Pranlukast reduces neutrophil but not macrophage/microglial accumulation in brain after focal cerebral ischemia in mice¹

Introduction

After cerebral ischemia, the highly complex pathophysiological process that follows can be separated into 3 successive phases: metabolic stress and excitotoxicity (acute, within hours), inflammation and apoptosis (subacute, hours to days), and repair and regeneration (chronic, days to months)^[1,2]. Post-ischemic inflammation in the subacute phase is an important event in which a large number of cells and molecules/mediators are involved. Among the inflammatory cells, the accumulation of neutrophils and macrophage/microglia in the brain is a determinant in pathogenesis^[3–5]. Cysteinyl leukotrienes (CysLT, including LTC₄, LTD₄ and LTE₄), the 5-lipoxygenase metabolites of arachidonic acid, represent one type of pro-inflammatory mediator involved in cerebral ischemia^[6–9]. CysLT can increase blood–brain barrier (BBB) permeability and induce brain edema after cerebral ischemia and neutrophil perfusion^[6,9]. However, their actions on inflammatory cells in the ischemic brain are still unknown, although neutrophil-endothelial cell cooperation has been suggested to induce brain edema via production of CysLT in guinea pig brains perfused with human neutrophils^[9]. In peripheral tissues, CysLT can increase eosinophil adhesion^[10] and transendothelial migration^[11], which are involved in airway eosinophilic inflammation in asthma^[12].

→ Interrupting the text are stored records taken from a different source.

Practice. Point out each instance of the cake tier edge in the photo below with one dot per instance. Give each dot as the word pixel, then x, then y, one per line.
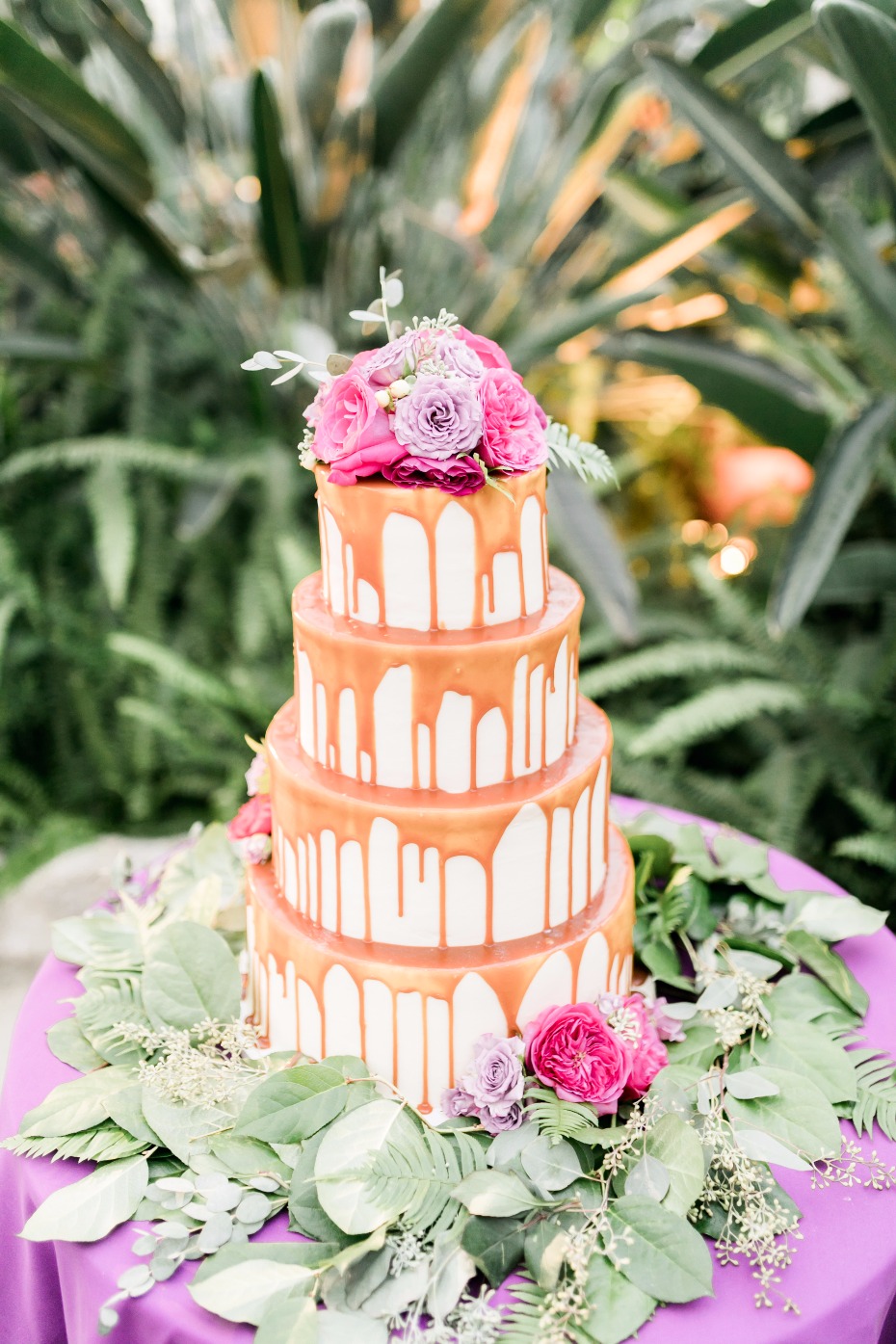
pixel 414 1015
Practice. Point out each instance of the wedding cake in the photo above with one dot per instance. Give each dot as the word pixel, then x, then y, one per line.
pixel 442 861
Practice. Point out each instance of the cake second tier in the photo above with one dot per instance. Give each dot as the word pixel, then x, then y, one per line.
pixel 439 870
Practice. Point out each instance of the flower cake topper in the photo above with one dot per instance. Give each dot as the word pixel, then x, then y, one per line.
pixel 435 406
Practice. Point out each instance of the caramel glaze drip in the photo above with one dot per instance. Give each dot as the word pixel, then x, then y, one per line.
pixel 360 513
pixel 307 800
pixel 347 653
pixel 510 969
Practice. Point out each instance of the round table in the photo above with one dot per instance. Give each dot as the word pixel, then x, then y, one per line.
pixel 842 1277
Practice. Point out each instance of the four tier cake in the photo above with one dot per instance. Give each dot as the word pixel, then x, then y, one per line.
pixel 442 856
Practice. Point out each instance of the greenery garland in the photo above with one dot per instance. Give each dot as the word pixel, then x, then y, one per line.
pixel 198 1132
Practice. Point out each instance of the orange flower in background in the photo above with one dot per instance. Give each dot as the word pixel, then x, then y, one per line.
pixel 756 486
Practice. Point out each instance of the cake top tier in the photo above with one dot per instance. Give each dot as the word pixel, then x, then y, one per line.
pixel 428 561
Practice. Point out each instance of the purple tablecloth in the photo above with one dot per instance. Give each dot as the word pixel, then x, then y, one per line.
pixel 842 1277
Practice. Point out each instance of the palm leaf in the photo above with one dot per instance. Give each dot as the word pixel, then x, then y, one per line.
pixel 714 711
pixel 842 477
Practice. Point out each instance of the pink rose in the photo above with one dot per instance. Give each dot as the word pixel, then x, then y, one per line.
pixel 354 432
pixel 252 819
pixel 489 351
pixel 650 1055
pixel 453 475
pixel 572 1050
pixel 512 433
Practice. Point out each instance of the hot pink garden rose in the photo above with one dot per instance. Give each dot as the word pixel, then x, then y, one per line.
pixel 649 1052
pixel 252 819
pixel 572 1050
pixel 512 424
pixel 354 432
pixel 489 351
pixel 453 475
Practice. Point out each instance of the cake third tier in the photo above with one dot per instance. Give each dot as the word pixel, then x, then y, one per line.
pixel 436 870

The pro-inflammatory actions of CysLT are mediated by activating cysteinyl leukotriene receptors (CysLT₁ and CysLT₂)^[13]. CysLT₁ receptor mRNA has been detected by Northern blotting in the brain^[14], and its protein is primarily expressed in microvascular endothelium in human brain tissues^[15]. We previously found that the CysLT₁ receptor antagonists pranlukast (ONO-1078) and montelukast protected against acute and chronic ischemic brain injury in rats and mice^[16–21]. This effect may partly result from inhibiting BBB permeability, brain edema, and glial scar formation^[17,20,21]. However, whether pranlukast inhibits inflammatory cells in ischemic brain tissue is not yet clear.

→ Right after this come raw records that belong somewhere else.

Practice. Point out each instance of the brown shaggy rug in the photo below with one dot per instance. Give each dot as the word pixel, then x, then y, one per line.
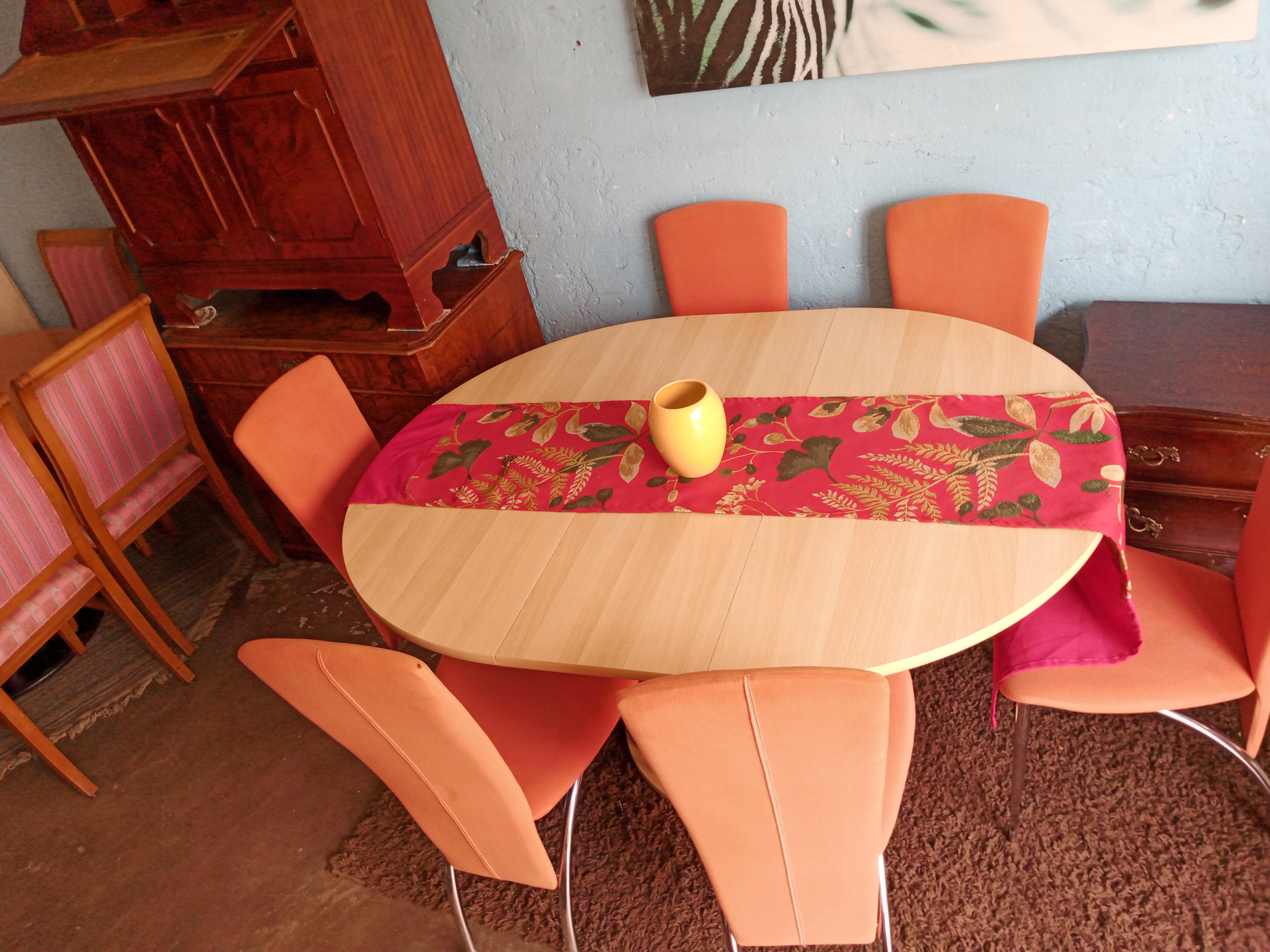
pixel 1137 836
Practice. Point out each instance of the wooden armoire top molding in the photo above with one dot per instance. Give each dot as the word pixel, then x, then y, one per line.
pixel 265 145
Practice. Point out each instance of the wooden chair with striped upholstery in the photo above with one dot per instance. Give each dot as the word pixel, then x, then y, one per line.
pixel 49 570
pixel 89 271
pixel 114 418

Therefore, to further determine whether the protective effect of pranlukast is associated with anti-inflammatory activity, in the present study we observed its effect on cerebral ischemia-induced neutrophil and macrophage/microglial accumulation as well as BBB disruption and neuronal injury in mice with focal cerebral ischemia.

Materials and methods

Materials Pranlukast (ONO-1078) was kindly provided by Dr Masami TSUBOSHIMA (Ono Pharmaceutical Co, Osaka, Japan). Chloral hydrate, 2,3,5-triphenyltetrazolium chloride (TTC) and biotinylated anti-mouse IgG antibody were purchased from Sigma (St Louis, USA). Fluoro-Jade B was purchased from Chemicon International (Temecula, CA, USA). Biotinylated anti-rabbit IgG, biotinylated anti-rat IgG, horseradish peroxidase streptavidin and 3,3'-diaminobenzi-dine were purchased from Zhongshan Biotechnology (Beijing, China). Polyclonal rabbit anti-myeloperoxidase (MPO) and monoclonal rat anti-CD11b antibodies were purchased from Serotec (Oxford, UK).

Physiological parameter monitoring Male Kunming mice weighing 25–30 g (Shanghai Experimental Animal Center, China; Certificate No 22-001004) were used in this study. Mice were housed in a controlled temperature environment, with a 12 h light/12 h dark cycle, and allowed free access to food and water. All experiments were carried out in accordance with the National Institute of Health’s Guide for the Care and Use of Laboratory Animals.

Mice were anesthetized by intraperitoneal injection of chloral hydrate (400 mg/kg). A polyethylene tube was inserted into the right femoral artery for continuously monitoring blood pressure, by using a computer-assisted system (MedLab-U/4cs; Nanjing MedEase, Nanjing, China), and for measuring P_aO2, P_aCO2, and arterial blood pH (ABL 330 blood gas analyzer; Leidu, Denmark). Blood glucose was monitored by using a one touch basic blood glucose monitoring system (Lifescan, USA). Rectal (core) temperature was measured and maintained at 37.0±0.5 ºC with a heating pad and a heating lamp during the surgery.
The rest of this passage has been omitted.